Sie leben in feuchten, ja schimmeligen Wohnungen, zum Waschen bleibt ihnen nur der Eimer. Zahlreiche Menschen leben in Frankreich unter unwürdigen Bedingungen. Ganze 600.000 davon sind Kinder - und die trifft es am schlimmsten.

Von Angela Ulrich | 18.02.2010
    Ich habe Angst, weint der dreijährige Amin. Dabei will ihn seine Mutter nur waschen. Aber die Dusche in Amins Wohnung ist vor einigen Monaten ins Untergeschoss durchgebrochen, als der Kleine genau daneben stand.
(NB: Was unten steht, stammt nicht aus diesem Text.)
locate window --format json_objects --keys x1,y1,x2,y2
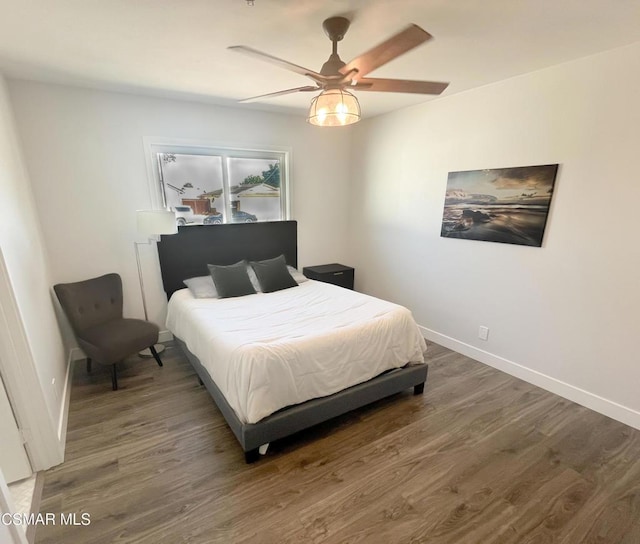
[{"x1": 151, "y1": 145, "x2": 289, "y2": 226}]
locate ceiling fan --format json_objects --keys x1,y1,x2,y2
[{"x1": 229, "y1": 17, "x2": 449, "y2": 126}]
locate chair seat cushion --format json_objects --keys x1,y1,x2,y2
[{"x1": 78, "y1": 319, "x2": 160, "y2": 364}]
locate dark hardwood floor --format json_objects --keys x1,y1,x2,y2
[{"x1": 36, "y1": 344, "x2": 640, "y2": 544}]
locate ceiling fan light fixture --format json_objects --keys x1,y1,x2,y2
[{"x1": 307, "y1": 89, "x2": 360, "y2": 127}]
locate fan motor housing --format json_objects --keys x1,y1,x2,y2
[{"x1": 322, "y1": 17, "x2": 351, "y2": 42}]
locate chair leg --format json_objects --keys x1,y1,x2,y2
[
  {"x1": 111, "y1": 363, "x2": 118, "y2": 391},
  {"x1": 149, "y1": 346, "x2": 162, "y2": 366}
]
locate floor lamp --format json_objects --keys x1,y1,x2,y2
[{"x1": 133, "y1": 210, "x2": 178, "y2": 357}]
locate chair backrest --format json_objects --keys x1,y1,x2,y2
[{"x1": 53, "y1": 274, "x2": 122, "y2": 337}]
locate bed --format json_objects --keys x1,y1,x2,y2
[{"x1": 158, "y1": 221, "x2": 428, "y2": 462}]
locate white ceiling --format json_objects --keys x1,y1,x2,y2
[{"x1": 0, "y1": 0, "x2": 640, "y2": 117}]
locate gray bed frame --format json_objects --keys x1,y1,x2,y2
[{"x1": 158, "y1": 221, "x2": 428, "y2": 463}]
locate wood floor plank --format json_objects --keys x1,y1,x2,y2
[{"x1": 36, "y1": 344, "x2": 640, "y2": 544}]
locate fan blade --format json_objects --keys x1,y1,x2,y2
[
  {"x1": 340, "y1": 25, "x2": 431, "y2": 80},
  {"x1": 227, "y1": 45, "x2": 327, "y2": 83},
  {"x1": 238, "y1": 86, "x2": 322, "y2": 102},
  {"x1": 346, "y1": 77, "x2": 449, "y2": 94}
]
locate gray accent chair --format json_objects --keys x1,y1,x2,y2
[{"x1": 53, "y1": 274, "x2": 162, "y2": 391}]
Jetzt ist das Gröbste repariert, aber die Boustekers behelfen sich immer noch mit Wassereimern.

    30 Quadratmeter groß ist die Wohnung der Familie im Osten von Paris. Sie ist feucht, in den Ecken bröckelt und schimmelt es. Mutter Stéphanie fürchtet um die Gesundheit vor allem von Amin:

    "Seit wir hier wohnen, juckt uns häufig die Haut. Wir haben Gesundheitsprobleme, und die Ärzte sagen, das liegt an der Wohnung, die nicht sauber ist."

    Nicht viel anders ergeht es einer Familie in der Nähe der Boustekers. Sie wohnt auf 36 Quadratmetern – zu sechst. Die Eltern, ihre vier Töchter. Die älteste, Farida, hat Probleme in der Schule, weil sie keine Ruhe zum Lernen findet:

    "Ich bin in der Schule oft müde. Kann mich schwer konzentrieren. Und wir laden auch niemanden ein und zeigen, wie wir wohnen - dazu schämen wir uns viel zu sehr!"
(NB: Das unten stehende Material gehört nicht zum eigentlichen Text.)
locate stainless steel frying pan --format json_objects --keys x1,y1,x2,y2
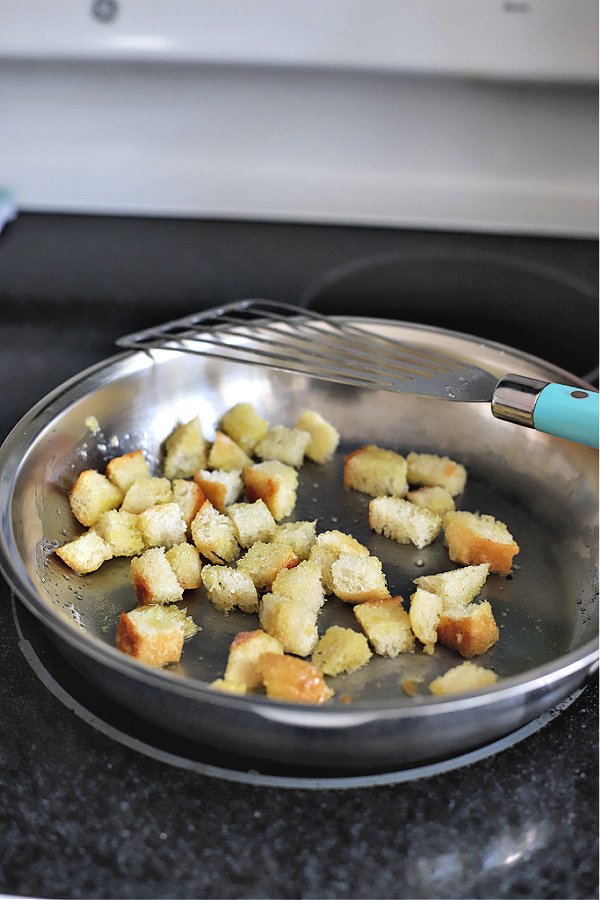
[{"x1": 0, "y1": 319, "x2": 598, "y2": 772}]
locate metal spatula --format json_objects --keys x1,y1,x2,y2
[{"x1": 117, "y1": 300, "x2": 598, "y2": 447}]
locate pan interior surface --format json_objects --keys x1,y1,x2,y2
[{"x1": 2, "y1": 321, "x2": 598, "y2": 764}]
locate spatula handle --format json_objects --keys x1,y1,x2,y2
[{"x1": 492, "y1": 375, "x2": 599, "y2": 447}]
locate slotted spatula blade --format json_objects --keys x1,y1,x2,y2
[{"x1": 117, "y1": 300, "x2": 598, "y2": 447}]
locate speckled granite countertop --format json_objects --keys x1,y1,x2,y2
[{"x1": 0, "y1": 216, "x2": 598, "y2": 898}]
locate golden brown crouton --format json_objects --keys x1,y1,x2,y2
[
  {"x1": 163, "y1": 416, "x2": 209, "y2": 480},
  {"x1": 429, "y1": 662, "x2": 498, "y2": 696},
  {"x1": 344, "y1": 444, "x2": 408, "y2": 497},
  {"x1": 55, "y1": 531, "x2": 113, "y2": 575},
  {"x1": 244, "y1": 459, "x2": 298, "y2": 522},
  {"x1": 354, "y1": 597, "x2": 415, "y2": 658},
  {"x1": 312, "y1": 625, "x2": 373, "y2": 675},
  {"x1": 260, "y1": 653, "x2": 333, "y2": 704},
  {"x1": 106, "y1": 450, "x2": 152, "y2": 494},
  {"x1": 69, "y1": 469, "x2": 123, "y2": 528},
  {"x1": 443, "y1": 511, "x2": 519, "y2": 575},
  {"x1": 130, "y1": 547, "x2": 183, "y2": 606},
  {"x1": 296, "y1": 409, "x2": 340, "y2": 463}
]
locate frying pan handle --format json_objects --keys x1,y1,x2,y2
[{"x1": 492, "y1": 375, "x2": 599, "y2": 447}]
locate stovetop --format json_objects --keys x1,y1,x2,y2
[{"x1": 0, "y1": 215, "x2": 598, "y2": 898}]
    600.000 Kinder leben in Frankreich unter unwürdigen Bedingungen, sagt die Wohnungslosen-Organisation Abbé Pierre. Und es werden immer mehr. Für Patrick Doutreligne von der Hilfsorganisation ein Skandal:

    "Dass in Frankreich, im fünftreichsten Land der Welt, dreieinhalb Millionen Menschen dürftigst hausen, ist schon nicht akzeptabel. Aber dass darunter auch noch Hunderttausende von Kindern sind, und die Regierung viele Maßnahmen zur Abhilfe immer wieder verschiebt– dass muss uns alle auf die Palme bringen!"

    Frankreichs Regierung hat immer wieder neue Sozialwohnungen versprochen. Doch für viele Familien bleibt es ein Teufelskreis. Keine Arbeit, keine Wohnung, zu wenig Geld, um erträglich zu leben. Dabei hat Frankreich nach einer Testphase erst im vergangenen Sommer eine neue staatliche Mindesthilfe eingeführt. Für Arbeitslose, Alleinerziehende, für Sozial Schwache und auch für Obdachlose. Aktives Solidaritätseinkommen, abgekürzt RSA, heißt diese Hartz-IV-Hilfe à la francaise. Sie hat Sätze, die leicht höher liegen als in Deutschland. Und anders als bei uns kann in Frankreich auch mehr gearbeitet werden, ohne, dass die staatliche Hilfe gekürzt wird. Auch die Kinder werden zusätzlich berücksichtigt.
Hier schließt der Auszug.